The Museum was established in 1977 in the historic Artillery Barracks in Burt Street, Fremantle and has built its impressive collection with material from the pre-Federation period through to the present day. It features both peace and war-time Army involvements and all the major conflicts in which Western Australians were involved – including the South African War, World Wars I and II, the Korean War, Vietnam and the more recent interventions such as East Timor, Iraq and Afghanistan.
The visitors enjoyed a guided tour of the galleries following an address from Brigadier David Thompson, who shared his expertise in the art of leadership within Army, touching on its transferability to other sectors. The Brigadier served in both regular and reserve Army units and his experiences extend to commanding a peace keeping operation in the Solomon Islands for more than a year – a record that suggests much exposure to leading people in diverse circumstances.
The Army’s approach to developing leaders, he said, is to focus on the individual, teaching them to observe; to listen actively; to use principles and guidelines; to adapt to situations; and to grasp opportunities, or respond to challenges. Human realities are acknowledged, such as the need to belong to a ‘tribe’, the need to be valued by others, and the need for competition in order to thrive.
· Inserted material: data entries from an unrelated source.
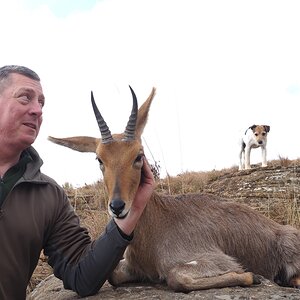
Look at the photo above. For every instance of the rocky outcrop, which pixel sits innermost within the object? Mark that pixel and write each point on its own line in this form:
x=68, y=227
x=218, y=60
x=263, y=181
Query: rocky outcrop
x=274, y=191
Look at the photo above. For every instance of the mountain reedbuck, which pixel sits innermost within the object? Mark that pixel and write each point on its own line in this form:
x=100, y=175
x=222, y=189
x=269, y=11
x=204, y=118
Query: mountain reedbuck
x=192, y=241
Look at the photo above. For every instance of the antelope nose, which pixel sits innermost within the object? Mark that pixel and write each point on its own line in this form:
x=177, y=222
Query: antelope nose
x=117, y=206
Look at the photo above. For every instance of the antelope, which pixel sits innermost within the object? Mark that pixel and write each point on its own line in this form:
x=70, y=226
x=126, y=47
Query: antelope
x=192, y=241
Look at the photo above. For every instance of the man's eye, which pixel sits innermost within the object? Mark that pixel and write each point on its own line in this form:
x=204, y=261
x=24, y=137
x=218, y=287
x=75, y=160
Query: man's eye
x=99, y=160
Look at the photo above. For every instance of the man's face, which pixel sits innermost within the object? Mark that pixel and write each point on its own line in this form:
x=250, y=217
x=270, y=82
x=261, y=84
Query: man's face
x=21, y=103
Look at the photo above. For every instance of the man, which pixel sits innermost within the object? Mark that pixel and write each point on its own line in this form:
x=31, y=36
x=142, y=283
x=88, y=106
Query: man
x=35, y=213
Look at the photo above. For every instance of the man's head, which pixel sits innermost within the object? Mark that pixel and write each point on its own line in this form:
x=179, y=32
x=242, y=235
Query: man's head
x=21, y=103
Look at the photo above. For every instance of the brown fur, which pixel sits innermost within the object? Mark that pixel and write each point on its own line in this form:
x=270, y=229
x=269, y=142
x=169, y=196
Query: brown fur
x=192, y=241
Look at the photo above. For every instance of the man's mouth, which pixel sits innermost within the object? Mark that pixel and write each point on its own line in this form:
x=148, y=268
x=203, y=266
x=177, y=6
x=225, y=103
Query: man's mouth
x=31, y=125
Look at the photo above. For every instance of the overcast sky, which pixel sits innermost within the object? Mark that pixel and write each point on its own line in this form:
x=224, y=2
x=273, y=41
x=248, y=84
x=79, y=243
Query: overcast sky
x=218, y=66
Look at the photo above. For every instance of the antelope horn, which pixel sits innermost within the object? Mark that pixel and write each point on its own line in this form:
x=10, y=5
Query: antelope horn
x=106, y=136
x=129, y=132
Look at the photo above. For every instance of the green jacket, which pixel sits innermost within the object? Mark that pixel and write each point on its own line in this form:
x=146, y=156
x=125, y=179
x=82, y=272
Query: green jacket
x=35, y=215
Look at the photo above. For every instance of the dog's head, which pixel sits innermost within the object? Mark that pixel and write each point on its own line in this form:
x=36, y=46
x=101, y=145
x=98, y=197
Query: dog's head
x=260, y=133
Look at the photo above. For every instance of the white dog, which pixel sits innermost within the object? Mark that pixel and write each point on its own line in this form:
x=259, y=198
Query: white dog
x=254, y=137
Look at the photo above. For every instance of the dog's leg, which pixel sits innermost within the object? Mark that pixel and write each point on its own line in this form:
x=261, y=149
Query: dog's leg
x=242, y=160
x=242, y=155
x=264, y=156
x=247, y=157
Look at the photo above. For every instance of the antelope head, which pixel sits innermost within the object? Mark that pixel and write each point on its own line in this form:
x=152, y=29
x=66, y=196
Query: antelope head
x=120, y=155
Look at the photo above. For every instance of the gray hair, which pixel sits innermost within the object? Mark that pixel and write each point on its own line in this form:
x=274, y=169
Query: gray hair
x=5, y=71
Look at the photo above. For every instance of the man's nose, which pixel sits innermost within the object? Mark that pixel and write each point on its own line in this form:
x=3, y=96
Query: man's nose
x=36, y=108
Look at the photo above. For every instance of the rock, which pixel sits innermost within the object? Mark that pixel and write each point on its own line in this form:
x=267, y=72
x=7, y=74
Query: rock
x=52, y=288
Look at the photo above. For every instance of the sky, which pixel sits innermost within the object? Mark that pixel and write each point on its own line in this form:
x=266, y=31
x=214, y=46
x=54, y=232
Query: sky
x=218, y=68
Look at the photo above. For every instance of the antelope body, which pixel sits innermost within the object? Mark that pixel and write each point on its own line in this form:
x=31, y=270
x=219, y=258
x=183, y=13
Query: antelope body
x=192, y=241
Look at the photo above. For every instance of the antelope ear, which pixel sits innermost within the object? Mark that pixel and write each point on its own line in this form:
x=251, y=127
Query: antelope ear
x=78, y=143
x=143, y=114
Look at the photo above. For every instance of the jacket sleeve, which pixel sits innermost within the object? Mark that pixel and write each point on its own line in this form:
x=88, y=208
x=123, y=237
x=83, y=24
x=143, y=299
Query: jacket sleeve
x=82, y=264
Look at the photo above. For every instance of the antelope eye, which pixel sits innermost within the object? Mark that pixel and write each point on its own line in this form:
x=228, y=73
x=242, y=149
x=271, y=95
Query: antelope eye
x=139, y=158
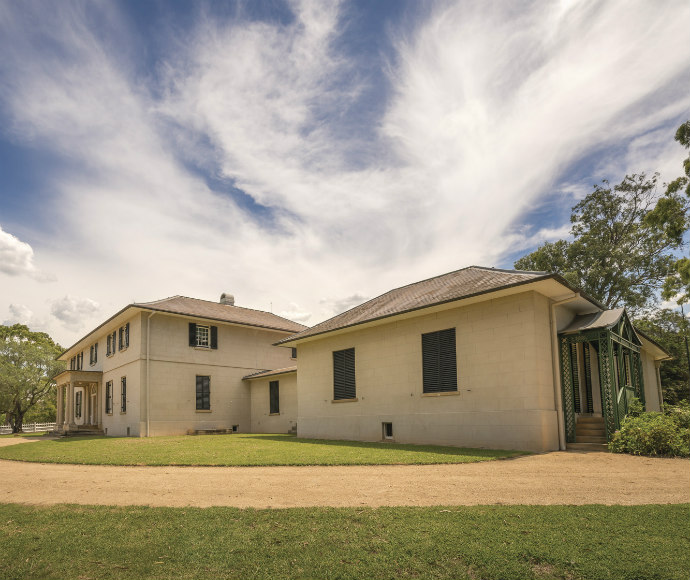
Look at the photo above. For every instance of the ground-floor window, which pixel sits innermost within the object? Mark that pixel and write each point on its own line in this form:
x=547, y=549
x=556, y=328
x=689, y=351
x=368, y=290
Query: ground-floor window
x=109, y=398
x=344, y=386
x=78, y=404
x=439, y=366
x=274, y=397
x=203, y=393
x=123, y=395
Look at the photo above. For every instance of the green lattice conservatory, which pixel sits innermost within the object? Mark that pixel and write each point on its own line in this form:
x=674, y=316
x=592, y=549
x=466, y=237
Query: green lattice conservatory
x=601, y=372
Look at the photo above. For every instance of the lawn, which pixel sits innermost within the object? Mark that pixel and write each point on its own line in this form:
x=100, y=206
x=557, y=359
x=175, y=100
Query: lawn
x=238, y=450
x=488, y=542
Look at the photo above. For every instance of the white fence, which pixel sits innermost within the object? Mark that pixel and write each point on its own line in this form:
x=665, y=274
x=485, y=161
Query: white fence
x=29, y=428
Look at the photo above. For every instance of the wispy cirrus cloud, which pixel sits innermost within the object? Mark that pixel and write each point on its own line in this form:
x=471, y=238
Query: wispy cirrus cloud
x=237, y=163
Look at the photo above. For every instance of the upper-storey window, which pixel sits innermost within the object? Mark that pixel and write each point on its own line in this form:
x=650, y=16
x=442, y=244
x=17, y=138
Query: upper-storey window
x=93, y=354
x=203, y=336
x=123, y=337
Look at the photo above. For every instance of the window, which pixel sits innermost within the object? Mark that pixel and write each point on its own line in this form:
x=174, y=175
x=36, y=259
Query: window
x=344, y=374
x=77, y=404
x=439, y=367
x=274, y=397
x=109, y=398
x=123, y=395
x=203, y=336
x=110, y=344
x=123, y=337
x=203, y=393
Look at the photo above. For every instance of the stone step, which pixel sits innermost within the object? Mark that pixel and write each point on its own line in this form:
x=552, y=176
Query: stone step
x=587, y=447
x=589, y=439
x=590, y=420
x=592, y=431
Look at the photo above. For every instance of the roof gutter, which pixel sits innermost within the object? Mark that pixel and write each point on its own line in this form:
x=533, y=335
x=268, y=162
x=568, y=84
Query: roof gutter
x=555, y=363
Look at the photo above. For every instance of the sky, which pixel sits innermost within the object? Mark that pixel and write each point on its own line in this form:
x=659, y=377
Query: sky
x=308, y=155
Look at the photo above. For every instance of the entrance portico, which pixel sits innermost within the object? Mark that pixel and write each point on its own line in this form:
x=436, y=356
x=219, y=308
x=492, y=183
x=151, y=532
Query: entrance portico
x=79, y=400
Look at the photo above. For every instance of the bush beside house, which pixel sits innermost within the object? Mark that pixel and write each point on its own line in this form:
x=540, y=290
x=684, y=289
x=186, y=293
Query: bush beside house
x=664, y=434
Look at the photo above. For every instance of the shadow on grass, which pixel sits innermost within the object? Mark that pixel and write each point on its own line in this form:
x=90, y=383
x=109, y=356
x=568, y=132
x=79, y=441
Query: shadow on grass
x=405, y=447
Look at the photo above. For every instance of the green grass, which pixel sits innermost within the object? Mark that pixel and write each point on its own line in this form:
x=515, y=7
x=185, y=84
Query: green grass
x=39, y=434
x=239, y=450
x=488, y=542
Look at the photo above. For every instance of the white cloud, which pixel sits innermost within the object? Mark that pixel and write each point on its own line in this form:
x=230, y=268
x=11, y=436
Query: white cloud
x=296, y=313
x=74, y=312
x=19, y=314
x=16, y=257
x=489, y=104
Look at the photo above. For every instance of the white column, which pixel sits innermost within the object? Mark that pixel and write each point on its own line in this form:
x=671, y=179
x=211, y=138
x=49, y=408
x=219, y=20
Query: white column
x=70, y=403
x=60, y=406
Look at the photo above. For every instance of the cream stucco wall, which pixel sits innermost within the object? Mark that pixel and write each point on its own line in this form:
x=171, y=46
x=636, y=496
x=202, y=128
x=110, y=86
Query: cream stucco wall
x=651, y=388
x=262, y=420
x=175, y=365
x=505, y=393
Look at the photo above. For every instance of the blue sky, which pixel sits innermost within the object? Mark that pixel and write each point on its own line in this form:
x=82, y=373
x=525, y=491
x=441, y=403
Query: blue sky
x=305, y=156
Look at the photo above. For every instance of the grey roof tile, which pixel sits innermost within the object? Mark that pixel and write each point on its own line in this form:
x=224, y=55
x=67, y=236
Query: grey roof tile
x=456, y=285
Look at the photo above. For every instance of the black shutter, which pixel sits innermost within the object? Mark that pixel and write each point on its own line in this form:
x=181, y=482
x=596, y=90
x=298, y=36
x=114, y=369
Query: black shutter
x=344, y=386
x=192, y=334
x=439, y=365
x=203, y=393
x=274, y=397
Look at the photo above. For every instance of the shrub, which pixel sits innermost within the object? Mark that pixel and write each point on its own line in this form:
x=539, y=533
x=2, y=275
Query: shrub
x=656, y=434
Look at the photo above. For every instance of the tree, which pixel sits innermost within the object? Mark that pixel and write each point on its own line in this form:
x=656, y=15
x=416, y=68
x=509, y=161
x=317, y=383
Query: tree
x=27, y=365
x=667, y=327
x=618, y=255
x=677, y=285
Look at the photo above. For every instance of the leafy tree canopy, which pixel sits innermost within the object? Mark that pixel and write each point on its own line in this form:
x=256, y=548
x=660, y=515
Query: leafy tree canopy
x=27, y=365
x=667, y=327
x=678, y=282
x=618, y=255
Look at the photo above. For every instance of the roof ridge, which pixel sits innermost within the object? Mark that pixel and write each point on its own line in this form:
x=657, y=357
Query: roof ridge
x=211, y=302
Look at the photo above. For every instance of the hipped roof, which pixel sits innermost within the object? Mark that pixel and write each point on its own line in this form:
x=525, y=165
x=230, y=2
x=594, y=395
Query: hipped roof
x=464, y=283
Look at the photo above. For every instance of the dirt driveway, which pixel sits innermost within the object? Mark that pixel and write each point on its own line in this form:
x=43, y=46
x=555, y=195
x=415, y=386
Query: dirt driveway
x=552, y=478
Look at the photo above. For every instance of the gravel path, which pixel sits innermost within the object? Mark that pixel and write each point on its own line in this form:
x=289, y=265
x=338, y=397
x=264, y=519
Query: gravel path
x=553, y=478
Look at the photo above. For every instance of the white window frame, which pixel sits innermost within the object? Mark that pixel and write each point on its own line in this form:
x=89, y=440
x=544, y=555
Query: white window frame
x=201, y=341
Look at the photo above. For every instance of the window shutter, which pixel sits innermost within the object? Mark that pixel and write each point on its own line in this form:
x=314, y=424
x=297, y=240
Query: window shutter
x=274, y=397
x=344, y=386
x=439, y=365
x=192, y=334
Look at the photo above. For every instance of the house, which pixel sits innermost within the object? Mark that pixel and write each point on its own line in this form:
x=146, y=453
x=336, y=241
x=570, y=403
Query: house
x=169, y=367
x=479, y=357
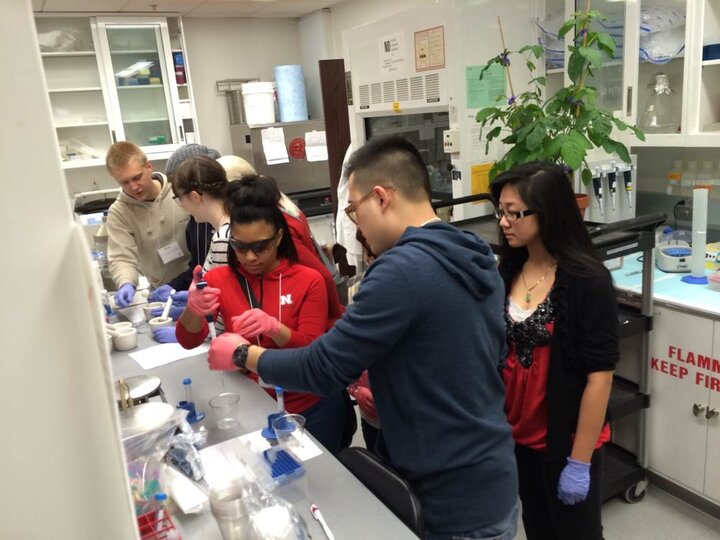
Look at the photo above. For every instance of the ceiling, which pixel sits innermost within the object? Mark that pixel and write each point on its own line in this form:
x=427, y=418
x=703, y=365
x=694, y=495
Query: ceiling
x=190, y=8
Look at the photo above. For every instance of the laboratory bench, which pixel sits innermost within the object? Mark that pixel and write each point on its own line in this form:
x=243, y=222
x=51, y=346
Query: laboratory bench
x=350, y=510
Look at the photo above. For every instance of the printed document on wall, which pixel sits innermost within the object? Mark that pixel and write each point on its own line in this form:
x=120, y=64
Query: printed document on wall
x=274, y=148
x=315, y=146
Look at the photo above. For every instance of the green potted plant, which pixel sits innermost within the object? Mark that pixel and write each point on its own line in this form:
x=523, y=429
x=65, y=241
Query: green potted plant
x=563, y=127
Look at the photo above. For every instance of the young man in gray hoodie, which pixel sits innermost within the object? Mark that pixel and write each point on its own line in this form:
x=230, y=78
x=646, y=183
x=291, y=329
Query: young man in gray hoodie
x=146, y=228
x=427, y=324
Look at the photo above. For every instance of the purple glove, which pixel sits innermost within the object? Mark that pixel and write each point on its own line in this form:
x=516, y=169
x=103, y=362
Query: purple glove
x=124, y=296
x=160, y=294
x=175, y=312
x=254, y=322
x=574, y=482
x=165, y=334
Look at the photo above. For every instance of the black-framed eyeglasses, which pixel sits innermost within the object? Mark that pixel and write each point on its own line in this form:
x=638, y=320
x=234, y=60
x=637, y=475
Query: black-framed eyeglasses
x=258, y=247
x=511, y=216
x=351, y=209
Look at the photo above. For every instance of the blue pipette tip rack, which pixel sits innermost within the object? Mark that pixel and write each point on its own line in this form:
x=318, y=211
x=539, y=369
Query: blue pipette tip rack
x=695, y=281
x=284, y=468
x=268, y=432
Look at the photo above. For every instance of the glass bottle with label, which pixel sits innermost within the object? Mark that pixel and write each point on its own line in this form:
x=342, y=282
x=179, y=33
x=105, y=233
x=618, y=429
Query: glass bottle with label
x=674, y=177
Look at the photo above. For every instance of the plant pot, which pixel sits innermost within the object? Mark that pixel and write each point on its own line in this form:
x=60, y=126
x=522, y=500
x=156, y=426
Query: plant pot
x=583, y=201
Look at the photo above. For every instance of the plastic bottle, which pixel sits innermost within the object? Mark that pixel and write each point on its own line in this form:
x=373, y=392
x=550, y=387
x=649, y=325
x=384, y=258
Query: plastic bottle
x=705, y=177
x=688, y=179
x=674, y=177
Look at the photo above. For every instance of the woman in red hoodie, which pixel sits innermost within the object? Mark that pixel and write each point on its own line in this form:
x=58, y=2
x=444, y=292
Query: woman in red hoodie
x=269, y=298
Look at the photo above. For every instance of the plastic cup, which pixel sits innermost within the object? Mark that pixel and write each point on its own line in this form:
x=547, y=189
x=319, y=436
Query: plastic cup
x=290, y=430
x=225, y=408
x=228, y=508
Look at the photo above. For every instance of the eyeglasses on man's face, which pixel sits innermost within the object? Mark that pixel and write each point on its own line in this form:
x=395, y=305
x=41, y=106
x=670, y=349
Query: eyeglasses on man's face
x=258, y=247
x=512, y=216
x=351, y=209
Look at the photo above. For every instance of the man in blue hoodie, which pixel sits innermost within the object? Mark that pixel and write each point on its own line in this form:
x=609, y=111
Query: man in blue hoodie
x=427, y=324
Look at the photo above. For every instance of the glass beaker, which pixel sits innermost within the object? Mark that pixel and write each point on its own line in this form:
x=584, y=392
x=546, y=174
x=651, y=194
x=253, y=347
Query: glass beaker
x=659, y=115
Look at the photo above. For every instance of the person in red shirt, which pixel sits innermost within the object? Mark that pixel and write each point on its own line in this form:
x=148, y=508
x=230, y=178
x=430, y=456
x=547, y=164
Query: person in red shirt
x=562, y=333
x=264, y=295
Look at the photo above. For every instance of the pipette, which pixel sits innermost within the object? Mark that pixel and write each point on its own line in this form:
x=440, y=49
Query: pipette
x=168, y=305
x=201, y=284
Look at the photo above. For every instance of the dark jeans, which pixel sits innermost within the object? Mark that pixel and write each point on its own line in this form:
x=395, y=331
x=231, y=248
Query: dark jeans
x=326, y=421
x=370, y=434
x=545, y=517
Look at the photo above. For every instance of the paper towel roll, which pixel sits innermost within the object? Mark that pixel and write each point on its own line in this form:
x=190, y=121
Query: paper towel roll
x=290, y=85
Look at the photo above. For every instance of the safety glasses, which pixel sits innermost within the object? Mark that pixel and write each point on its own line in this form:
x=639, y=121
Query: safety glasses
x=257, y=247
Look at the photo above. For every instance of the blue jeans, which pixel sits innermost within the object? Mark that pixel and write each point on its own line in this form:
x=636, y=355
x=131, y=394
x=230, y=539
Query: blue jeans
x=505, y=529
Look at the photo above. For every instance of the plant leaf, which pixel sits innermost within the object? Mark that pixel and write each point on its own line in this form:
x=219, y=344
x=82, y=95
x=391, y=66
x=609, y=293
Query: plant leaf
x=606, y=44
x=575, y=66
x=535, y=138
x=593, y=56
x=586, y=176
x=566, y=27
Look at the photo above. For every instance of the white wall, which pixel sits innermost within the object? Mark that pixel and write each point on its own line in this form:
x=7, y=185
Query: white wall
x=351, y=13
x=63, y=472
x=315, y=44
x=233, y=49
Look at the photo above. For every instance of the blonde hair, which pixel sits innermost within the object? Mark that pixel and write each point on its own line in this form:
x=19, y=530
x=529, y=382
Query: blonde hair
x=122, y=153
x=236, y=167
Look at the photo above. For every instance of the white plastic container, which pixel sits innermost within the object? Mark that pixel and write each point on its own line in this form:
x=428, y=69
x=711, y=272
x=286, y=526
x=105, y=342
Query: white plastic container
x=259, y=103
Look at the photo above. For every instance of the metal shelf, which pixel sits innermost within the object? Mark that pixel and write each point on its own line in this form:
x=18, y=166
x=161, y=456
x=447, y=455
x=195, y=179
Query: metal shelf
x=625, y=399
x=620, y=471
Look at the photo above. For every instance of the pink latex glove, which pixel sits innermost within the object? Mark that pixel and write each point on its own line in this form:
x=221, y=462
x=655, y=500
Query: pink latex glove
x=222, y=349
x=254, y=322
x=203, y=301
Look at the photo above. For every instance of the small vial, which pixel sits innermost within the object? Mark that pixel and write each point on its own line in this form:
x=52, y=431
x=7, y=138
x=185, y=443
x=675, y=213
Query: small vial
x=160, y=499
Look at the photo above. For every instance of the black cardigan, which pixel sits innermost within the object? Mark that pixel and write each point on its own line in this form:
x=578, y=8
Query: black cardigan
x=585, y=339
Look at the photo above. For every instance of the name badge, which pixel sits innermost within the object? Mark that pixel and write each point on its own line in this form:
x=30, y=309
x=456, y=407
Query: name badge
x=170, y=252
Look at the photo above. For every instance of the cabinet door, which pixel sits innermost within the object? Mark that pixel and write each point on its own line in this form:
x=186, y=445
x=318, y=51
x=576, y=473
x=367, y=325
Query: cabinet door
x=140, y=75
x=77, y=97
x=712, y=462
x=676, y=436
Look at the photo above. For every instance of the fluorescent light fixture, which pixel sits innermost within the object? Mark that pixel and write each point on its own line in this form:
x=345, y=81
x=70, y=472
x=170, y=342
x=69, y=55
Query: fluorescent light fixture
x=133, y=70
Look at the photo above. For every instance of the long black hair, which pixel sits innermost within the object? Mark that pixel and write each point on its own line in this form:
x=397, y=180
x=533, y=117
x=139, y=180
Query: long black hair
x=546, y=188
x=256, y=198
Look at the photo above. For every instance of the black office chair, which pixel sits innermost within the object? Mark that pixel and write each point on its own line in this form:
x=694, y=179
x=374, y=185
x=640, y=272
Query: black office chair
x=387, y=485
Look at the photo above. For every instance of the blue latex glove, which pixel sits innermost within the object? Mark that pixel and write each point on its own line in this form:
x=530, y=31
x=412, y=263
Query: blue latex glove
x=180, y=298
x=125, y=294
x=165, y=334
x=160, y=294
x=574, y=482
x=175, y=312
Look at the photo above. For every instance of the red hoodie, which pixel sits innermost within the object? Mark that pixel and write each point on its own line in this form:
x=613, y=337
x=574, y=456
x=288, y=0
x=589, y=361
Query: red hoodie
x=303, y=310
x=302, y=238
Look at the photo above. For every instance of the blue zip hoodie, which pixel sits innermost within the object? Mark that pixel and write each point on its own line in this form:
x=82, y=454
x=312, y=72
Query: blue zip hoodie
x=428, y=325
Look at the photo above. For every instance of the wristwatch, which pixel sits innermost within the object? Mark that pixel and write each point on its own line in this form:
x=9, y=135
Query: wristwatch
x=240, y=356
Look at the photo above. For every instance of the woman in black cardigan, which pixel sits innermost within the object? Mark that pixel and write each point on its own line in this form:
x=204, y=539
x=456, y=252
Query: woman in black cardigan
x=562, y=331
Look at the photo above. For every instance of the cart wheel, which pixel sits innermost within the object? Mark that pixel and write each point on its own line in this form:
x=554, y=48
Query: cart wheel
x=632, y=496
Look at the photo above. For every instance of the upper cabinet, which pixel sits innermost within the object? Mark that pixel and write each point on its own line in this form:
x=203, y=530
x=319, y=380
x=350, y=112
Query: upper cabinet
x=666, y=74
x=113, y=79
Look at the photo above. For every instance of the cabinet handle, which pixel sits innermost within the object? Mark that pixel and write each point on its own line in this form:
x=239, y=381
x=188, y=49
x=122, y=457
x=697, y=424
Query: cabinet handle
x=698, y=409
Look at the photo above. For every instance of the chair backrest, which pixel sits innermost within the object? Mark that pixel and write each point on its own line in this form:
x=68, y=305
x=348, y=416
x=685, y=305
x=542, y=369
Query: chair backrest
x=387, y=485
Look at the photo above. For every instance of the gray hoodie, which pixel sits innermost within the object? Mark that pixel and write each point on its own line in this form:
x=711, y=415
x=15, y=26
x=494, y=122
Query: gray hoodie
x=137, y=229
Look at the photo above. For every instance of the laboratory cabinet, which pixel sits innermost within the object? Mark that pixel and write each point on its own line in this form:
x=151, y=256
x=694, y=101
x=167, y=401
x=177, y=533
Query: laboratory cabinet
x=666, y=74
x=116, y=78
x=684, y=426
Good leaders inculcate a positive culture and nurture people.
Although the Army teaches its recruits to instantly recognise and respect rank, it is understood that deeds, not just words, are the means to earn the respect of the most meaningful kind. The concept of the ‘Larrikin digger’, who bucks the authority of an unworthy leader, is well established in Australian folklore. Leaders should, therefore, be proficient, seek and accept responsibility, lead by example, provide clear direction, know and care for their subordinates, and build the team.
Prominent among the tasks of a leader is planning. They should understand the mission, analyse the situation, be clear on objectives, and consider the pros and cons of alternative courses of action. In a military context, decisions directly impact the expenditure of both materiel and human lives, so being seen to make good choices translates into respect, loyalty and longevity.
In an age when the non-military workforce is being increasingly casualised, loyalty and longevity are diminishing values, but human attributes, needs, and tendencies remain the same, and have to be addressed in the changing organisational landscape. The Brigadier observed that employers can benefit from employing former soldiers, who come with a suite of valuable skills and positive cultural traits, acquired through systematic training and development.
He also noted that the Army today uses multiple employment models, including part time, and reservist service, which encourage a two-way flow of personnel with other sectors, bringing about cross-fertilisation of ideas, leadership and other skills.
The combination of the stimulating talk, the eye-opening tour, and a light lunch with networking following, made for a profitable morning’s outing, well worth the absence from the office for those attending.
“These tours benefit both parties as in most cases the delegates would not normally visit the Australian Army Museum of Western Australia and this allows this great state educational asset to be shown to more members of the public. As a volunteer organisation it is imperative that we reach out to broad cross-sections of the public to gain maximum exposure. We greatly appreciate the opportunity provided by WA DEFENCE REVIEW to showcase our wonderful museum.”